‘Santa Claus’ dies
Franz Cilensek, one of Chico’s most extraordinary residents, died early Tuesday morning (Oct. 17), apparently of a stroke. He was 72.
Widely known from his years of working at Tower Books downtown, Cilensek was a poet (Gary Snyder and the late Allen Ginsburg were among his friends), illustrator, calligrapher, streetwise “philosopher king” and friend to all. He was also, at every Downtown Christmas Preview, Santa Claus for hundreds of children who came to the Magna Carta card store, where he sat in the window taking wishes and writing names, in exquisite lettering, on a long scroll.
A former Marine (1953-55), he was a frequent writer of letters to the editor lambasting the Bush administration’s invasion and occupation of Iraq.
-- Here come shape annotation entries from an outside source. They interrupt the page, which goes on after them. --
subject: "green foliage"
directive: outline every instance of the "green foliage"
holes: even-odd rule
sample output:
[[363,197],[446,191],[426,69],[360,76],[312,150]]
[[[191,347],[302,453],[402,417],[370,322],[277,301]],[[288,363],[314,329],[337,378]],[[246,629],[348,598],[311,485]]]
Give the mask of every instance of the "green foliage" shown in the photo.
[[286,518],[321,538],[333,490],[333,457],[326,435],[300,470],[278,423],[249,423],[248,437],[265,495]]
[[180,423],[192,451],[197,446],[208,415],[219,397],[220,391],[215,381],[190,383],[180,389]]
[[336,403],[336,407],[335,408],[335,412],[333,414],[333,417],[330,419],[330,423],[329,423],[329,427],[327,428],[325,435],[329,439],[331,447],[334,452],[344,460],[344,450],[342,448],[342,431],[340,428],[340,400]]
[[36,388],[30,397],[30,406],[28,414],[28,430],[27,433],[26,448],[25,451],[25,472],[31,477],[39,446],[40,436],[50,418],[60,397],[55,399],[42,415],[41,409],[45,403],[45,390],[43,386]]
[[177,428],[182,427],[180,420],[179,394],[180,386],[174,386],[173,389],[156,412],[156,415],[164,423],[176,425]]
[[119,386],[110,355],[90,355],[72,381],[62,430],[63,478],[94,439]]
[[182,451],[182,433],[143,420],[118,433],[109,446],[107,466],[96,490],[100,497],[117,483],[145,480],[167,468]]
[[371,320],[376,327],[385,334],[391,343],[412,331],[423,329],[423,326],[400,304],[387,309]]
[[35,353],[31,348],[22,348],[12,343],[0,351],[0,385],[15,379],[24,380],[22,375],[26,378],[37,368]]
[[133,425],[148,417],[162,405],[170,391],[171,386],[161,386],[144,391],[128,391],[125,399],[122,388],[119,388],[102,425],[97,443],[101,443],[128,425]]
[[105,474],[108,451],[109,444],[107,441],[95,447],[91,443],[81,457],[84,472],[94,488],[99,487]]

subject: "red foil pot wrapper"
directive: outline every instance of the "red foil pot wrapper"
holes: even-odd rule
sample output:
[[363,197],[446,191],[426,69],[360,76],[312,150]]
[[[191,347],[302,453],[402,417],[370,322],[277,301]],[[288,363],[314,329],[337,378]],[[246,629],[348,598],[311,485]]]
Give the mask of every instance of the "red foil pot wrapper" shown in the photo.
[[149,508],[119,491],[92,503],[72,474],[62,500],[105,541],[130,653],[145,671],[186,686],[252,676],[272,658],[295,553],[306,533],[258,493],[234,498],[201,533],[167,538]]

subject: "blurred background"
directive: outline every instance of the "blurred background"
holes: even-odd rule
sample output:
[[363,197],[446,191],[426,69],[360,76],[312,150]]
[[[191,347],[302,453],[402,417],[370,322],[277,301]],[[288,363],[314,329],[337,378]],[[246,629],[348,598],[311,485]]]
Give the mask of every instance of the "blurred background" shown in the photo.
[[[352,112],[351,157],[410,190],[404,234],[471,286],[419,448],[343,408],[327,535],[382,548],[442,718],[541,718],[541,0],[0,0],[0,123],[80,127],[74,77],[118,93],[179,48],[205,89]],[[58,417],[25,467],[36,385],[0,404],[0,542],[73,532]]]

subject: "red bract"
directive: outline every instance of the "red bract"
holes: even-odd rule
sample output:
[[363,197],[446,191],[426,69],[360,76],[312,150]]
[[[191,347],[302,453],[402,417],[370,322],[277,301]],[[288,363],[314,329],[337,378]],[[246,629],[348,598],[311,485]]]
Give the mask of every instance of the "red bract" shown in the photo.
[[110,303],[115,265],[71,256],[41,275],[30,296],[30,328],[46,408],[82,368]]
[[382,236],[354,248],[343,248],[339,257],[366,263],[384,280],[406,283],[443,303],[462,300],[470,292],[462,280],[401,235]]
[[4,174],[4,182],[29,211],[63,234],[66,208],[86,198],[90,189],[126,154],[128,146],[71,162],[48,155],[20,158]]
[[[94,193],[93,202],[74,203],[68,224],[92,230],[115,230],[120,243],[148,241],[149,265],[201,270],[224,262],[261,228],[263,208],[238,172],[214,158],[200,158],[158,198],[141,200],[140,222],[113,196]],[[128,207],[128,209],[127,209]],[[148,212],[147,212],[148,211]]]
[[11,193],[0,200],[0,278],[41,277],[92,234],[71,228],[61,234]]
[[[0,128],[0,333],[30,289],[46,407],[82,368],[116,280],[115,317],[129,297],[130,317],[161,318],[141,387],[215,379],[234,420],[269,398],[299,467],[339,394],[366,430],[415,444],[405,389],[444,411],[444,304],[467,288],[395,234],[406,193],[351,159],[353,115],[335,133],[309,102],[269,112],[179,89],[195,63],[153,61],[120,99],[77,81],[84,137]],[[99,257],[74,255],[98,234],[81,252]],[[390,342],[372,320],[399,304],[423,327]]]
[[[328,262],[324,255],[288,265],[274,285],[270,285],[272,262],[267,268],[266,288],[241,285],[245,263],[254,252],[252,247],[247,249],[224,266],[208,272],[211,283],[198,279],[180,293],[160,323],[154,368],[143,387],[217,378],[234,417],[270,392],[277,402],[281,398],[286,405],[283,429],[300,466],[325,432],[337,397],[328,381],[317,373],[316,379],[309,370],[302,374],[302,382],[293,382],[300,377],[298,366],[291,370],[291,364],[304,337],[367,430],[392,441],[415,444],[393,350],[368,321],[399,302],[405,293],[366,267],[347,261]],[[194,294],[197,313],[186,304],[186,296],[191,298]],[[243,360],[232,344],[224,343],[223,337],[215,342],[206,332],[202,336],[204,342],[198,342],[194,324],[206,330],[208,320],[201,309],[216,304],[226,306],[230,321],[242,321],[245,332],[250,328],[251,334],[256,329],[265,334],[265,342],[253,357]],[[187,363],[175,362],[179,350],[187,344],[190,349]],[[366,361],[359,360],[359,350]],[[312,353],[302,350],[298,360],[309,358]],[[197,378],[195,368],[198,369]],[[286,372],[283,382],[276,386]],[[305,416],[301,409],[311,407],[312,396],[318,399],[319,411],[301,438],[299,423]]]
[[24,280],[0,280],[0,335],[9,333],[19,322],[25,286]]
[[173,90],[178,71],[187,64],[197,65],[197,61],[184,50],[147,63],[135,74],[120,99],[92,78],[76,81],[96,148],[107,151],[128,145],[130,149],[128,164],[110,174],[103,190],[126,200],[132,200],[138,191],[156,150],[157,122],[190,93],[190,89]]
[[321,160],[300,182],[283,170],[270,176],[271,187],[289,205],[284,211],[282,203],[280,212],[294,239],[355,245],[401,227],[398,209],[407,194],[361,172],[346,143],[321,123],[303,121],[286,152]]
Retired for several years, he’d recently completed his first children’s book, Little Otto, which he illustrated with typically delicate ink drawings.
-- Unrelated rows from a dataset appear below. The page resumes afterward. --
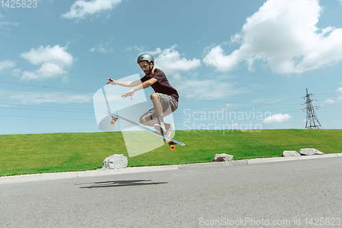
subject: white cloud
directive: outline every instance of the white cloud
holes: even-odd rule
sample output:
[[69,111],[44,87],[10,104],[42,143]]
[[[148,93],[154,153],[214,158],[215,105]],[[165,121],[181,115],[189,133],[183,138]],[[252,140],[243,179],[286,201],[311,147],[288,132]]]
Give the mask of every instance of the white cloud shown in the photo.
[[22,53],[21,57],[34,65],[40,65],[40,68],[34,71],[24,71],[21,78],[43,79],[63,75],[66,73],[65,68],[71,66],[74,61],[73,55],[66,50],[66,47],[48,45],[40,46],[37,49],[32,48],[29,52]]
[[269,125],[273,125],[276,123],[285,122],[286,121],[289,120],[291,118],[292,116],[291,116],[287,114],[278,114],[266,117],[263,120],[263,123],[265,125],[269,126]]
[[175,50],[176,47],[174,45],[163,50],[158,48],[148,53],[153,55],[156,67],[161,69],[166,74],[174,74],[176,71],[189,71],[200,65],[200,60],[198,59],[187,60],[185,58],[181,58],[179,52]]
[[56,92],[29,92],[0,90],[0,97],[13,103],[39,105],[42,103],[92,103],[92,94]]
[[[336,92],[339,92],[340,94],[342,94],[342,87],[339,88]],[[324,101],[323,104],[328,104],[328,105],[332,105],[333,103],[338,103],[342,102],[342,94],[340,94],[339,96],[337,97],[336,99],[332,99],[331,98],[327,99],[326,100]]]
[[176,81],[175,88],[180,95],[189,99],[214,101],[249,92],[244,88],[236,88],[237,83],[227,82],[222,79],[192,80],[181,78]]
[[108,52],[113,52],[113,49],[107,47],[107,46],[108,46],[108,42],[106,42],[105,45],[100,44],[97,46],[91,48],[90,50],[89,50],[89,51],[91,52],[97,51],[103,53],[107,53]]
[[3,26],[18,26],[19,23],[18,22],[12,21],[0,21],[0,29]]
[[0,61],[0,71],[8,68],[13,68],[16,66],[16,63],[12,60],[6,60]]
[[83,19],[88,15],[111,10],[120,2],[121,0],[77,0],[71,5],[70,10],[62,16],[68,19]]
[[231,42],[240,47],[225,55],[221,45],[203,59],[218,71],[228,71],[246,61],[254,71],[257,60],[278,73],[302,73],[342,61],[342,29],[316,25],[322,8],[318,0],[269,0],[246,19]]

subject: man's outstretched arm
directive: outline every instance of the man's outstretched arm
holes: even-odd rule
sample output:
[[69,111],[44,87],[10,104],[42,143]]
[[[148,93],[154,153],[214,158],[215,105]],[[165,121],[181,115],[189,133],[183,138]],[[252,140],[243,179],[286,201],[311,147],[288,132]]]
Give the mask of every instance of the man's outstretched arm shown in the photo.
[[148,79],[147,81],[144,81],[143,83],[141,83],[141,81],[140,81],[140,84],[138,86],[133,88],[129,92],[122,93],[122,95],[121,95],[121,97],[125,98],[127,97],[131,97],[131,99],[133,100],[133,95],[134,94],[134,92],[135,91],[148,88],[157,81],[157,80],[153,77],[151,78],[150,79]]

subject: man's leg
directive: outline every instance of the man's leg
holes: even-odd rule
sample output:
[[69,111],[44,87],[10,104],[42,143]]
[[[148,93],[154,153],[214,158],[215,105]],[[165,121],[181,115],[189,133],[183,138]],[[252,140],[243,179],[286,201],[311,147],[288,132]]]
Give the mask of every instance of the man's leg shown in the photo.
[[161,102],[160,102],[158,94],[157,93],[153,93],[152,94],[150,94],[150,100],[153,103],[153,109],[155,110],[158,123],[164,123],[164,118],[163,116],[163,105],[161,105]]

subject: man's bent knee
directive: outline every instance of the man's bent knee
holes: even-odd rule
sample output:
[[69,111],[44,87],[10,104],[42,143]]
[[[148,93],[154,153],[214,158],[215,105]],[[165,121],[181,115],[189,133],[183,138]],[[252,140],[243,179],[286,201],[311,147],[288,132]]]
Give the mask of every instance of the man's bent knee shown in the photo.
[[140,119],[139,120],[140,123],[144,125],[144,124],[146,122],[146,119],[144,117],[140,117]]
[[158,97],[158,94],[157,93],[153,93],[152,94],[150,94],[150,99],[152,100],[158,100],[159,99],[159,97]]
A memorial service will be held Saturday (Oct. 21) at 1 p.m. at the One-Mile Recreation Area.
Don’t park it here
At its Tuesday (Oct. 17) meeting, the Chico City Council voted to close all of the city parks in the downtown area from midnight to 5 a.m. with the exception of the City Plaza, which will be closed 2-5 a.m. The decision followed an earlier recommendation from the Park Commission and Chief of Police Bruce Hagerty that this was the best way to solve the problem of people—“unsavory types,” Hagerty called them—camping at night or hanging out and drinking to doing drugs.
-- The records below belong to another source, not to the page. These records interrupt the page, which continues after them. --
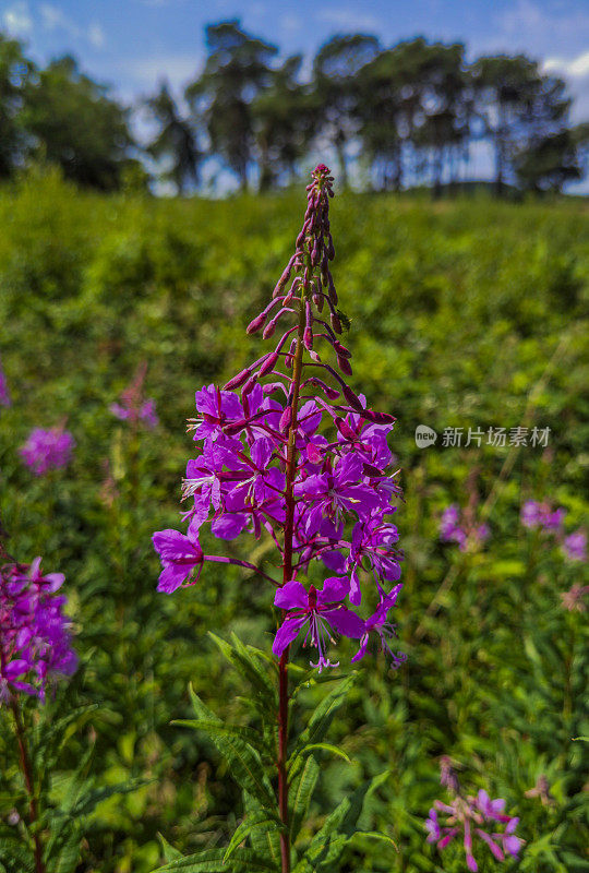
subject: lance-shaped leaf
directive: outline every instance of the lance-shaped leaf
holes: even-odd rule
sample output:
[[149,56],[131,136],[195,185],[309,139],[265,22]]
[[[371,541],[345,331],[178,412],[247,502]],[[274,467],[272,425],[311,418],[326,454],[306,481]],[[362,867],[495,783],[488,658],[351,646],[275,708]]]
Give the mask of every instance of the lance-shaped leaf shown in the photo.
[[227,660],[239,670],[241,675],[252,685],[259,702],[263,706],[264,713],[272,710],[275,713],[278,706],[276,689],[269,680],[266,670],[261,666],[260,658],[252,647],[245,647],[237,634],[231,635],[233,645],[225,639],[208,633],[211,638],[217,644],[221,654]]
[[154,873],[277,873],[277,866],[251,849],[239,849],[227,863],[225,849],[207,849],[170,861]]
[[170,846],[170,844],[163,834],[158,833],[157,838],[161,844],[161,852],[164,853],[164,859],[166,861],[178,861],[179,858],[184,857],[181,851],[175,849],[173,846]]
[[252,834],[254,830],[283,830],[284,825],[279,818],[275,818],[274,816],[269,816],[265,810],[260,810],[257,813],[253,813],[248,815],[247,818],[241,822],[239,827],[237,828],[236,833],[231,837],[229,841],[229,846],[224,856],[224,861],[228,861],[229,858],[233,854],[233,852],[239,848],[239,846],[243,842],[243,840]]
[[346,699],[346,695],[350,690],[354,678],[354,673],[346,677],[346,679],[339,682],[328,694],[326,694],[321,703],[315,707],[313,715],[309,719],[309,725],[297,741],[291,755],[292,760],[297,757],[297,755],[304,749],[305,745],[323,742],[323,739],[329,729],[329,725],[332,723],[336,711]]
[[304,762],[301,775],[291,788],[291,809],[290,809],[290,838],[292,842],[297,839],[301,826],[309,812],[311,797],[315,790],[320,775],[318,764],[310,755]]
[[197,721],[205,721],[212,726],[212,729],[206,731],[207,736],[227,761],[231,776],[244,791],[249,791],[260,801],[264,809],[275,814],[276,798],[269,780],[264,774],[257,750],[241,738],[223,732],[224,722],[205,706],[192,686],[190,686],[190,696]]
The commission and Hagerty, in turn, were acting on a request of a group called the Chico Mothers Club, whose members complained that when they took their kids to play in Children’s Park, they found such unpleasant items as needles, trash and feces. After investigating how other cities had handled such problems, closure was deemed the best remedy.
The original proposal called for all of the parks to close at midnight, something several of the council members thought was inappropriate for the City Plaza, given the amount of late-night activity downtown. Closing it at 2 was a compromise solution.
For more on the council meeting, see page 15.
Here comes da judge
Butte County’s newest Superior Court judge, Kristen Lucena (pictured), was sworn in Monday afternoon (Oct. 16). Doing the honors was retired Judge Ann Rutherford. Lucena was elected in June, after running unopposed but with the solid support of the legal community, for the position being vacated by the retiring William Patrick.
Lucena is a graduate of USC and the Santa Clara University Law School and was admitted to the bar in 1993. She began her legal career as a Butte County deputy district attorney. After serving as a prosecutor for 10 years, she became a partner in the Chico civil-law firm of Leverenz, Ferris & Lucena. Her initial assignment will be to preside over criminal matters at the main courthouse in Oroville.
Butte County has 10 judges and two court commissioners.